By Aaron Gullickson
Check out Aaron Gullickson’s seminar GitHub for Data Analysis. Learn to use GitHub and integrate it into your workflow.
Increasingly, academic scholars, data scientists, and quantitative researchers are turning to GitHub for collaboration and to share data, code, and results. GitHub allows people to host public and private “repositories” that allow for the easy communication of research procedures and results. Underlying the GitHub architecture is the version control system, git, which provides further benefits to researchers.
Why should you use git/GitHub?
Version control systems like git have long been used by programmers to sanely collaborate and organize software projects, and they can serve the same purpose for quantitative researchers who spend much of their time coding. If you have never used version control systems, then the process can seem arcane and the benefits unclear. Once you start using a version control system, however, it becomes difficult to see how you ever got by before. What are some of the benefits of this approach?
First and probably foremost, git will allow you to collaborate sanely. Users make changes to code (“commits”) and then “push” them to a centrally shared repository (located at GitHub, for example). Other users can clone this repository and then easily “push” their own changes as well as ”pull” in other changes, allowing everyone to easily stay in-sync. Complex coding projects can also be “branched” and then later merged back into the main code base to avoid conflicts between users.

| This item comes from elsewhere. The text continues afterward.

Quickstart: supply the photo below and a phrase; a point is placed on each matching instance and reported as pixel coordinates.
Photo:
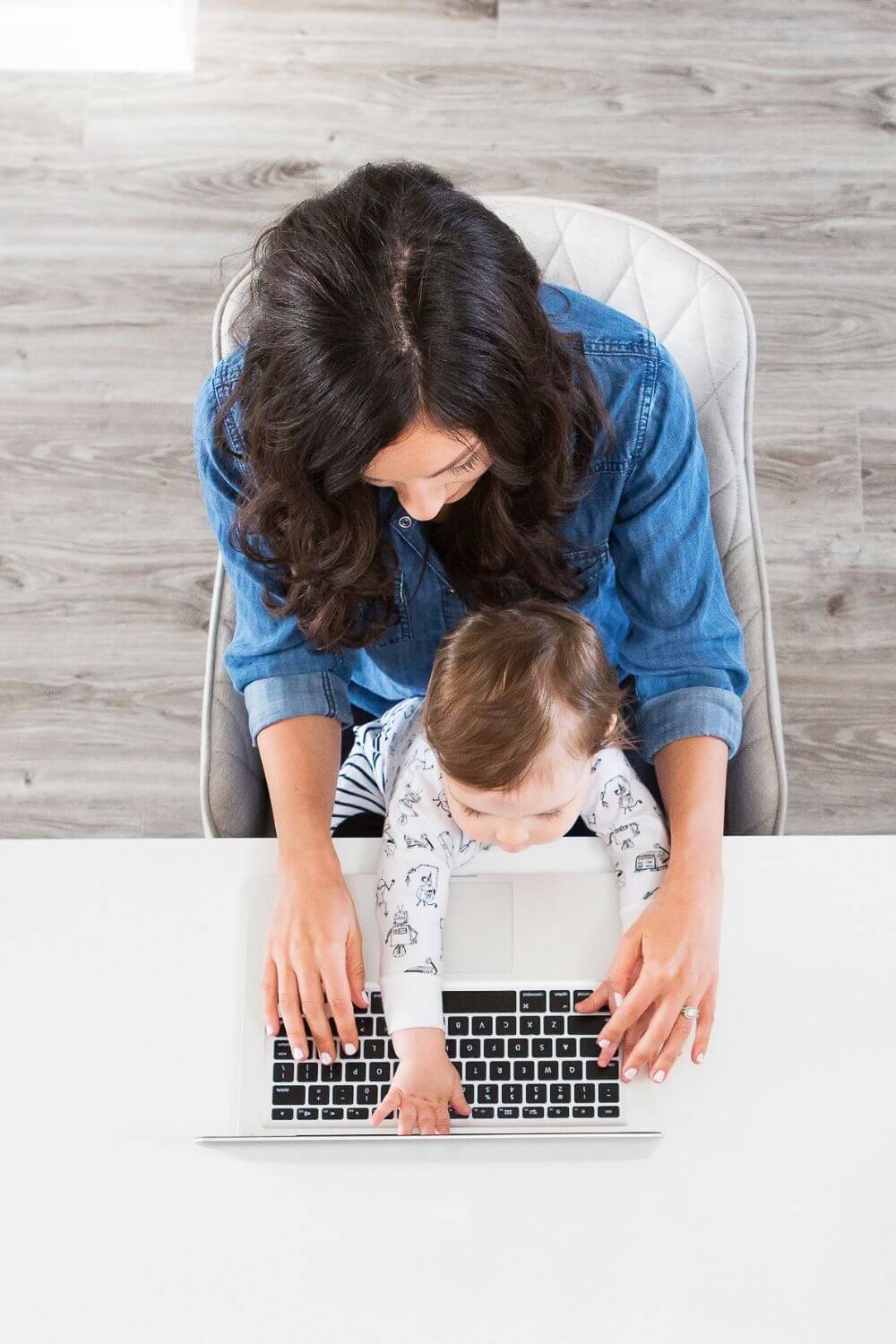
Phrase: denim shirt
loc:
(641, 540)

Second, by using version control systems, you effortlessly create your own research log. All changes to your code base are committed to the repository with a brief description of your changes. Collectively these commits serve as a research log of your work. You no longer have to remember when exactly you added that one variable to the model. The changes are right there in your history log.
Third, you can stop fearing change. Have you been in the situation where you know your code kind of works, but maybe it’s not the best? People often do one of two things in this situation. You might just leave it alone, because why mess with a piece of code that seems to work? Are you trying to anger the coding gods? Alternatively, you might decide to fix it, but fearful that you might make it worse, you duplicate the file (with a name like “analysis_just_trying_a_thing_v2.R”). Neither of these approaches is great. If you use version control, you can make radical changes to your code without fear. Did you mess it up? No worries, just revert back to the last “commit” and try again. To draw out an analogy from Hadley Wickham, the “free-climbing” approach to coding is dangerous and scary. Git is there to catch you when you fall.

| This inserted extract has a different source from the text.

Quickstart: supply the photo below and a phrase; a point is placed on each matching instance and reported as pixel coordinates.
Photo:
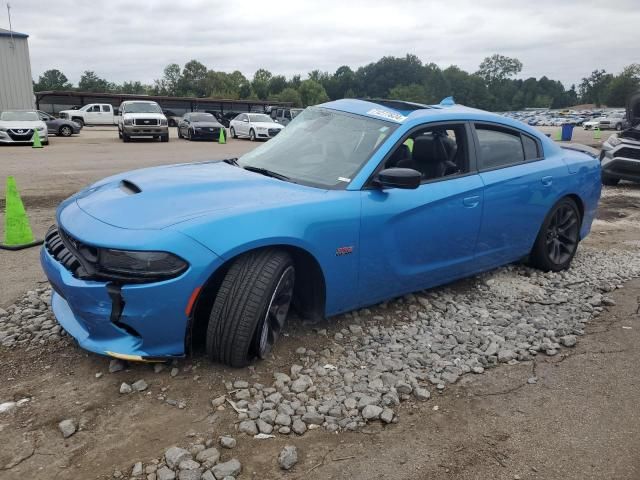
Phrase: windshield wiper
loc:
(268, 173)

Fourth, you can finally keep your project tidy. The tendency I note above to simply duplicate files with slightly different names (“paper-v2.1_06272017_FINAL_REALLY_THIS_TIME.docx”) is its own form of very inefficient version control. Over time, the directory containing your project becomes littered with files, and the ability to understand this chaos is locked somewhere deep in your own brain alone. If you practice this form of horizontal versioning, then help is on the way! Proper version control systems, like git, use “vertical” versioning. Because all of your changes are tracked on any given file, there is no need to duplicate a bewildering array of slightly different versions of the same file. Because you no longer need to fear change, you can keep your project tidy and compact. You only need one script to organize and clean your data. You only need one file to write the paper. Your project will suddenly become easier to navigate for yourself and everyone else.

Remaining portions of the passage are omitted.